The Open Letter reads naive at best, asking us to imagine an Internet where creators are rewarded for "filling the holes in human knowledge". We all know that is not what sells, and that the opposite of this will continue to inundate the infosphere.
Fantastic! I wish I could undermine their clickbait business model even more..
> But there’s reason for optimism
You mean Cloudflare being investigated for antitrust?

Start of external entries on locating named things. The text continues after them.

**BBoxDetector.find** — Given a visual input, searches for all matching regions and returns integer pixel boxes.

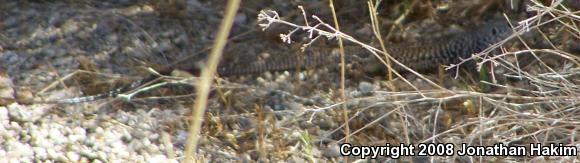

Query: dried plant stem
[183,0,240,162]
[329,0,350,149]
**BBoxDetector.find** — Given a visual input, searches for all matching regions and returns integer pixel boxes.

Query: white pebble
[66,152,81,162]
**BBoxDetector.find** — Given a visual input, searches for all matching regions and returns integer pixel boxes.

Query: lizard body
[43,17,512,103]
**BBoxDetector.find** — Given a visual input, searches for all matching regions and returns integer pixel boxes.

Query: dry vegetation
[0,0,580,162]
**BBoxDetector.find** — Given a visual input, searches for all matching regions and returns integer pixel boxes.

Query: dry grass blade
[184,0,240,162]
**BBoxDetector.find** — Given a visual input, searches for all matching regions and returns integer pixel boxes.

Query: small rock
[8,103,32,122]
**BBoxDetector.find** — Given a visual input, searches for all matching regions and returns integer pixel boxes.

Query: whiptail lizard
[38,19,512,103]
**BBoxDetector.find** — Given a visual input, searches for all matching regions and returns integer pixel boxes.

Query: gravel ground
[0,0,579,162]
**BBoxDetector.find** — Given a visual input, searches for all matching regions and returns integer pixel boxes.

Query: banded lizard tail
[39,19,512,103]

This is also being attempted by RSL with their “Crawler Authentication Protocol” (https://rslstandard.org/guide/web-crawlers) for demanding proof of licensing from scrapers and RSL Collective (https://rslcollective.org) for providing the licensing itself. The missing piece there is the ability to detect scrapers with high accuracy without punishing regular browsing humans.
> You could imagine an AI company suggesting back to creators that they need more created about topics they may not have enough content about. Say, for example, the carrying capacity of unladened swallows because they know their subscribers of a certain age and proclivity are always looking for answers about that topic. The very pruning algorithms the AI companies use today form a roadmap for what content is worth enough to not be pruned but paid for.
Not mentioned: there would be a single gatekeeper for the internet, Cloudflare.
The "level playing field" rhetoric reminds me so much of Apple talking about the App Store. This new internet business model is just the App Store, substituting websites for apps and Cloudflare for Apple. The system only works with some middleman between the AI companies and the content creators.
I don't fundamentally think that Cloudflare's view here is _wrong_ - by and large, when I google what internal temperature to cook pork to so I don't die, I'm not looking for an opinion or someone's life story - but I think I'm much more interested in how we create the weird niches that create the "knowledge" for the blender. Cloudflare alludes to it with the talk about Reddit and whatnot, but I'd love to know what the plan is to actually create and nurture those communities where people can really get weird into whatever topic they're interested in. Right now we're all sort of just ghettoized into various Facebook communities or whatever, but recreating an actual vibrant communal internet where people can find their weirdo subcultures and actually negotiate on some kind of reasonable footing with the LLM scrapers (who were the social network people, who were the search engine people, who have always been the ad people) would be a genuine improvement to the internet.
* read "hellish swamp diving affair"
This is an attempt to rewrite history. Back in the day, we stood up servers at our own expense and filled them with content for free, for nothing other than the fun of it. In fact, the "vibrancy" of the internet appears to be inversely correlated to the number of people using it to generate a profit.
I don’t know if I see a company extracting rent from other people as a win…
What could possibly go wrong?
Because the providers will act as a single tunnel that all content passes through before reaching the end user, the tolls they collect will be large. So, I don't doubt that there will still be opportunities for content creators to earn money as answer engines siphon off more and more of the web's traffic, but expect those opportunities to be broadly low-paying, falling decidedly in the "side hustle" category.
AI providers will want to incentivize content creation. There will still be a glut of ready providers, and little reason for providers to make anything but small, nominal payments.
If the open internet is already dead (and it is already dead), it’s better to accept that reality and silo off the good parts behind paywalls so that people can get paid, rather than to let bad people benefit massively from it while they build their walled gardens. This has been a long time coming.